- [when asked by gossip columnist Earl Wilson if she had ever been mistaken for a man on the telephone] No, have you?
- I was there in the south of France when Zelda [Fitzgerald], poor darling, went off her head. She had gone into a flower shop and suddenly for her all the flowers had faces. Of course, some flowers, such as pansies, DO have faces.
- [on seeing a former lover for the first time in years] I thought I told you to wait in the car.
- I read Shakespeare and the Bible, and I can shoot dice. That's what I call a liberal education.
- The only man in theater who can count on steady work is the night watchman.
- The only thing I regret about my past is the length of it.
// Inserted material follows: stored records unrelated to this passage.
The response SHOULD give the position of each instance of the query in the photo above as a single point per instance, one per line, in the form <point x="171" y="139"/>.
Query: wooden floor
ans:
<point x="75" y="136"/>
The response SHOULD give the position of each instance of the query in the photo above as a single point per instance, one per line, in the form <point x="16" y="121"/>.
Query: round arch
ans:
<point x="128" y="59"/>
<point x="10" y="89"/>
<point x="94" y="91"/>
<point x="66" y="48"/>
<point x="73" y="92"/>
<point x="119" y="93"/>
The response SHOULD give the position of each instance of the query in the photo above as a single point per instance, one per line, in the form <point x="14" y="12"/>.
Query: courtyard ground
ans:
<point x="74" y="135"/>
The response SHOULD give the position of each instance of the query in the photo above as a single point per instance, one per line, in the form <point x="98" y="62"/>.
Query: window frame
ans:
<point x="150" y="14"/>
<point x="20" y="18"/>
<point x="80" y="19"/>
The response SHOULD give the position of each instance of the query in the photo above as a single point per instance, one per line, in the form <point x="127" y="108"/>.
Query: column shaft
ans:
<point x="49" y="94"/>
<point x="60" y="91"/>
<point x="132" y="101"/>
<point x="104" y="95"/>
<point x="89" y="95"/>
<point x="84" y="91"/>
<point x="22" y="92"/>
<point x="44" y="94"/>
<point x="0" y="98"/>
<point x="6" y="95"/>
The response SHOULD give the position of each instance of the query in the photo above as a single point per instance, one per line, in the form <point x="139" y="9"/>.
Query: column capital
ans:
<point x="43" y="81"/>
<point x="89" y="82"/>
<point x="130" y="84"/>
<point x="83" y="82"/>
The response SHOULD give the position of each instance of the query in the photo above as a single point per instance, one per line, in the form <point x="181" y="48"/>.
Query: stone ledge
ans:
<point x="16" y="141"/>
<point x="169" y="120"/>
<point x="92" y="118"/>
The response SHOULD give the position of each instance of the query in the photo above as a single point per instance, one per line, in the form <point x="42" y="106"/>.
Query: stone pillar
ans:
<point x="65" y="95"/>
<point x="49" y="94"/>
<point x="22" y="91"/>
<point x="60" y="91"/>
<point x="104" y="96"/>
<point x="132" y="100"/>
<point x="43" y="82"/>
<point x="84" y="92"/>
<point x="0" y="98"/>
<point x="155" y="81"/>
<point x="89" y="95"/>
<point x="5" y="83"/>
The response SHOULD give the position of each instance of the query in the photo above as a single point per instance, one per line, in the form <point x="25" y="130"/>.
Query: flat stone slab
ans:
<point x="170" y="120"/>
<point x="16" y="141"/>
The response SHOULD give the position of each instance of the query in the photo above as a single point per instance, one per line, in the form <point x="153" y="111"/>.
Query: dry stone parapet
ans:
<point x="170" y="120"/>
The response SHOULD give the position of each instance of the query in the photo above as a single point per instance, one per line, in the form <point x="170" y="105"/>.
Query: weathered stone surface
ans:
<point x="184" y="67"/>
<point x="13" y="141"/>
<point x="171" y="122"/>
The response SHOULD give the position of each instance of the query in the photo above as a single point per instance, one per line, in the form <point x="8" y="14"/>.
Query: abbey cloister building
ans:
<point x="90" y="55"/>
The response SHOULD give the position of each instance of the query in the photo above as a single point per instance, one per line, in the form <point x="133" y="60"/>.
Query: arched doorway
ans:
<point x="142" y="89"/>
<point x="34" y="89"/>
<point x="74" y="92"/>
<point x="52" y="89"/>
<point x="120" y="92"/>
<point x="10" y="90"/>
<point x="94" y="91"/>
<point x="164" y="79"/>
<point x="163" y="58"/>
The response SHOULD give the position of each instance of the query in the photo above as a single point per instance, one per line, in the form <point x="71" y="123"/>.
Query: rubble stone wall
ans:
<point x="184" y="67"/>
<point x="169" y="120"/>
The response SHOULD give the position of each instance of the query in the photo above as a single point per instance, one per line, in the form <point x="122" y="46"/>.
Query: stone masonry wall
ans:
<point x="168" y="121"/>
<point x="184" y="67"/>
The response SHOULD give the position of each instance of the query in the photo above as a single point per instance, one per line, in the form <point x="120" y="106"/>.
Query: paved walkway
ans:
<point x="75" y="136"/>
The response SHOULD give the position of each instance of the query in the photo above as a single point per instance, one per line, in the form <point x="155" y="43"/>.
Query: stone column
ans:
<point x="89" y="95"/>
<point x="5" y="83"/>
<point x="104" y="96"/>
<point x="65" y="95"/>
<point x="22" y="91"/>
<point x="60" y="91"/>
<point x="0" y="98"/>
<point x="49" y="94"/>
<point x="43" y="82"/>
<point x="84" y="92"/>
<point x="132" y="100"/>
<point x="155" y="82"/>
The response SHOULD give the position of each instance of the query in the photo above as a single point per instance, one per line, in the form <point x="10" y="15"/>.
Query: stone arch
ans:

If I had to live my life again, I'd make the same mistakes, only sooner.
- Acting is a form of confusion.
- [on why she called everyone "dahling"] Because all my life, I've been terrible at remembering people's names. I once introduced a friend of mine as Martini. Her name was actually Olive.
- If you want to help the American theater, don't be an actress, dahling; be an audience.
- It's the good girls who keep diaries; the bad girls never have the time.
- I'm as pure as the driven slush.
- I have three phobias which, could I mute them, would make my life as slick as a sonnet, but as dull as ditch water - I hate to go to bed, I hate to get up, and I hate to be alone.
- My father warned me about men and booze, but he never mentioned a word about women and cocaine.
- Cocaine isn't habit-forming. I should know - I've been using it for years.
- Nobody can be exactly like me. Even I have trouble doing it.
- No man worth his salt, no man of spirit and spine, no man for whom I could have any respect, could rejoice in the identification of Tallulah's husband. It's tough enough to be bogged down in a legend. It would be even tougher to marry one.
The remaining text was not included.